Open Source Acoustic Models for German Distant Speech Recognition
Open acoustic models and speech data for German speech recognition
In the course of the BMBF project Dialog+, the LT and the Teleccoperation group have developed acoustic models for German distant speech recognition. These have been built with the open source software toolkits Sphinx and Kaldi. Unfortunately, German data resources needed to train such acoustic are rarely open source and easily accessible. We thus decided to record our own German speech data corpus, which we have now released under an open source license (CC-BY). Pretrained models and scripts to generate those are also available (see download links below) and are released under the same permissive CC-BY license. Update: we continued our efforts to build open source German acoustic models at Universität Hamburg and added speech data from the Spoken Wikipedia Corpus (SWC) project to our training recipes. Note that we discontinued pretrained Sphinx models and only offer pretrained Kaldi models from now on, since Kaldi has become the defacto standard toolkit for (open source) automatic speech recognition.
The recording of our own speech data corpus was supported by the BMBF project dialog+:
- Project homepage: dialogplus.eu
- Github project page with new and current Kaldi models: kaldi-tuda-de project
|Overall duration per microphone:||
about 36 hours (31 hrs train / 2.5 hrs dev / 2.5 hrs test)

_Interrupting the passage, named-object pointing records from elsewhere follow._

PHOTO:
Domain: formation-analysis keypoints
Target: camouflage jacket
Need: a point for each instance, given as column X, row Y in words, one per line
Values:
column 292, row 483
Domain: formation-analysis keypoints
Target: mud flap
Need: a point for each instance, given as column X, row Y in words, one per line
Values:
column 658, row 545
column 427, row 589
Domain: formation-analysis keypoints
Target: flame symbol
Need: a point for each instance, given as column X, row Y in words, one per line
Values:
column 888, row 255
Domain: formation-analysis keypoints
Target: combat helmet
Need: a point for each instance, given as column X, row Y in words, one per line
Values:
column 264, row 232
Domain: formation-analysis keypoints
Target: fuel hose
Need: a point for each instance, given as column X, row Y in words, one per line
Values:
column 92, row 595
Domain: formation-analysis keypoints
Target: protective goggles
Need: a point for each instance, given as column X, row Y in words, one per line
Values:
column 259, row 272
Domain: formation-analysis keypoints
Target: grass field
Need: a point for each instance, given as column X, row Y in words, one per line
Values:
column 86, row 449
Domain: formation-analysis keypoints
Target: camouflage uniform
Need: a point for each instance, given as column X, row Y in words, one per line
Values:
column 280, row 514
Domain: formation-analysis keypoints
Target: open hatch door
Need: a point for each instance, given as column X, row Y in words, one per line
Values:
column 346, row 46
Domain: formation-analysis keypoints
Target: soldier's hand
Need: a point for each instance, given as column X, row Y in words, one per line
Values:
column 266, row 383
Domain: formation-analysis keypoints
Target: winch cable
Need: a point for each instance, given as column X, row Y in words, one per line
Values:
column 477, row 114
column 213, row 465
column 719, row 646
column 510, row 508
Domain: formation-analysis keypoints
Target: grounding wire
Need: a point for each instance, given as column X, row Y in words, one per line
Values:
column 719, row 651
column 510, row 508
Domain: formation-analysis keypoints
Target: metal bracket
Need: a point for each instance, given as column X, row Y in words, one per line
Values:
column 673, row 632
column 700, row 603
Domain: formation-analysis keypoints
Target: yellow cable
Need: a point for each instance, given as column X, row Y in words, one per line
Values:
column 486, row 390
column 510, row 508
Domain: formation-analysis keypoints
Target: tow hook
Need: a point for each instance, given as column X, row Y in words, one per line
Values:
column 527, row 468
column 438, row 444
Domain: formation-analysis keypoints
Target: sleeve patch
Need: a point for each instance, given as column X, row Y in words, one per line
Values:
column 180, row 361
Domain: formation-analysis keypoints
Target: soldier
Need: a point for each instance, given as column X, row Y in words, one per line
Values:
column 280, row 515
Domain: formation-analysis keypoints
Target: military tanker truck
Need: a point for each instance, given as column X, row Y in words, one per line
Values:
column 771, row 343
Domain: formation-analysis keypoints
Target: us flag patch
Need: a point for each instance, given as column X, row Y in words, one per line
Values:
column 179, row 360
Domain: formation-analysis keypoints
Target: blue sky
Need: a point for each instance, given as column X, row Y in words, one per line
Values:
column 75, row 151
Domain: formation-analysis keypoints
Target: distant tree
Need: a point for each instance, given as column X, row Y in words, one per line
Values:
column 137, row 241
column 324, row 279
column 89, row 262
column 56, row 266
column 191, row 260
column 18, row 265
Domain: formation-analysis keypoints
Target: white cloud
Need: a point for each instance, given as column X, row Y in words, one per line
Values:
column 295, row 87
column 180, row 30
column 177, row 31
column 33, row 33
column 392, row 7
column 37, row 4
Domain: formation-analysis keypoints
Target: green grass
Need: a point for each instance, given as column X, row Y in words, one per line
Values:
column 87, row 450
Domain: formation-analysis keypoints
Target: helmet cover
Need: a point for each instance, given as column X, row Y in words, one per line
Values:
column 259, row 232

|Count of microphones:||3 (Microsoft Kinect, Yamaha, Samson)|
|Count of wave-files per microphone:||about 14500|
|Overall count of participations:||180 (130 male / 50 female)|
What is the difference to the freely available German Voxforge corpus?
- We have recorded all our speech data under controlled conditions: same room, same microphone distances, ...
- We recorded with three microphones in parallel. An additional signal was recorded with enabled beamforming and noise reduction (Microsoft Kinect).
- The data is curated, to reduce speaking errors and artefacts.